At that special personal and artistic juncture, Dufy and Braque, better known as one of the founding members of the Cubist movement but who began as a member of the Fauves, who, having met Friesz, formed the so-called "Le Havre Group", influenced by Matisse’s painting, had also arrived in Paris. By the beginning of the century, the artists referred to as the Fauves were already in contact with each other, all agreeing in seeking a new mode of expression: the relationship with visible reality was no longer mimetic and nature was understood, in symbolist terms, as a repertoire from which to draw for free interpretation through the emotional values of sharp colors.
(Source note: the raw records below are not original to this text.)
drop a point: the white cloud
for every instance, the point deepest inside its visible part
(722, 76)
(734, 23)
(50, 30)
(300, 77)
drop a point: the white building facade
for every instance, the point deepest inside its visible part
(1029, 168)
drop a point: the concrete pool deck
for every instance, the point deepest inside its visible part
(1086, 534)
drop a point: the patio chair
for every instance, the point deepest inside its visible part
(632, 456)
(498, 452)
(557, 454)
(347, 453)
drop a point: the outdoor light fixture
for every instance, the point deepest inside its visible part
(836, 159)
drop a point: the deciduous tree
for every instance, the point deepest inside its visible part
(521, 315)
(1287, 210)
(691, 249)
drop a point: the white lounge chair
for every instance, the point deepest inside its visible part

Matisse himself had come to the Fauves style after experimenting with various approaches of rejection to the traditional representation of space(Luxury, Calm and Voluptuousness of 1904 clearly demonstrates the influence of Seurat’s Neo-Impressionism), and although he never explicitly practiced pointillism, his observations of this technique led him to develop his own concept of color structure and pictorial space. It was in 1905 that Matisse visited Chatou’s studio, where he was powerfully impressed by the pure colors of the two painters Derain and de Vlaminck, and several of their paintings from that year would later flow into the annual Salon d’Automne at the Grand Palais in Paris, where they were distinguished by vividly colored canvases with spontaneous, full-bodied brushstrokes (Matisse participated with his famous Woman with Hat).
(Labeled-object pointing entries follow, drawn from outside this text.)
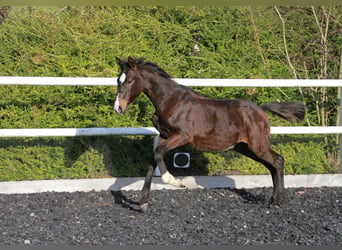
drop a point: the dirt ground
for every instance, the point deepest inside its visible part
(310, 216)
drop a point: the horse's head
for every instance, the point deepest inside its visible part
(129, 84)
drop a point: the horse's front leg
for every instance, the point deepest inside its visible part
(164, 145)
(145, 193)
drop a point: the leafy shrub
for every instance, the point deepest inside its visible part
(67, 41)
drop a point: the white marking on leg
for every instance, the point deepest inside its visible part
(122, 78)
(170, 179)
(117, 104)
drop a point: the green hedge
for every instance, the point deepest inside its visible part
(84, 41)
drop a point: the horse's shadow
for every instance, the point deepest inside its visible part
(123, 201)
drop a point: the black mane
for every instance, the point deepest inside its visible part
(152, 67)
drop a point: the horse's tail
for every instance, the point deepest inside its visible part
(288, 110)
The success of Fauvisme was almost immediate, unlike Impressionism, for example, and generated contacts with gallery owners, dealers and collectors, and even the French government bought Fauves works from the very first Salons. An undoubted sign of the new relationship between art and the market that was being established at the turn of the 19th and 20th centuries and that has characterized artistic production ever since. The year of full manifestation of the movement was 1906, which marked a further intensification of chromaticism, Fauvisme triumphed at the Salon des Indépendants, Matisse exhibited The Joy of Living there, and from that experience his modes of expression would also inspire other painters such as the Russian Vasily Kandinsky. Year, 1906, in which at the same time in Dresden were exhibited works by the German group “Die BrÏ‹cke,” which gave rise to German Expressionism from which the Fauves differed by less existential anguish, less polemical and critical intent toward society and, at the same time, a greater interest precisely in color.
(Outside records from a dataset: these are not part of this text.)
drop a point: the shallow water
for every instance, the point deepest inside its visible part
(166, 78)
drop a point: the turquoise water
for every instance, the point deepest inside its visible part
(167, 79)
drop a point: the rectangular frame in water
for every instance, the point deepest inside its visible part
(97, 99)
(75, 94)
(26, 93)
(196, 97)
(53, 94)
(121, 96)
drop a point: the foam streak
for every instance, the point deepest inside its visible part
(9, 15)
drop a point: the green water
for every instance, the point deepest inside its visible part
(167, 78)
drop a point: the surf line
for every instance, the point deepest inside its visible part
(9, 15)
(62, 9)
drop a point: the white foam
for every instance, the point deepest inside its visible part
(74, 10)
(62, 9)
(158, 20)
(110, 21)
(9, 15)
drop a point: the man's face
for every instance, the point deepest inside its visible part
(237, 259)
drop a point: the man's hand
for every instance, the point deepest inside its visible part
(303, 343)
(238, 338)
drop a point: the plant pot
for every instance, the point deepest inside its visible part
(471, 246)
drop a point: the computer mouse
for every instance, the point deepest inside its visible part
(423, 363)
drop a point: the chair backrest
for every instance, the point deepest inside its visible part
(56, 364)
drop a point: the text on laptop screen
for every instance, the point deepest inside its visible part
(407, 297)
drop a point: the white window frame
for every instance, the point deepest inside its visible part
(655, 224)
Their art was shown in other exhibitions, most notably at the 1907 Salon des Indépendants, where the main attraction was a large room dubbed “The Lair of the Fauves.” But at the same time the relatively unified character of Fauvism faded, and by 1908 many of the painters were already working other in different artistic directions. It would be the disruption of Cubism (Picasso’s Les demoìselles d’Avignon is from 1907) that would break the ranks of the movement. Despite their brief existence as a united group, an aesthetic program rich in repercussions had developed in just four or five years. Color, by departing from the appearance of things, ended up altering the space of painting, between foreground and background, into an indefiniteness between the geometric limits of painted architecture. The dissociation of drawing from color opened the door to the Cubist revolution. Matisse’s Notes d’un peintre, “Notes of a Painter,” published in 1908 served as a formal record of many of the goals and ideas shared by the Fauves.

André Derain, I bacini di Londra (1906; olio su tela, 65,7 x 99,1 cm; Londra, Tate Modern)
André Derain, The Docks of London (1906; oil on canvas, 65.7 x 99.1 cm; London, Tate Modern)
Maurice de Vlaminck, La Senna a Chatou (1906; olio su tela, 81,6 x 101 cm; New York, Metropolitan Museum)
Maurice de Vlaminck, The Seine at Chatou (1906; oil on canvas, 81.6 x 101 cm; New York, Metropolitan Museum)
Maurice de Vlaminck, Il circo (1906; olio su tela, 60 x 73 cm; Collezione privata)
Maurice de Vlaminck, The Circus (1906; oil on canvas, 60 x 73 cm; Private Collection)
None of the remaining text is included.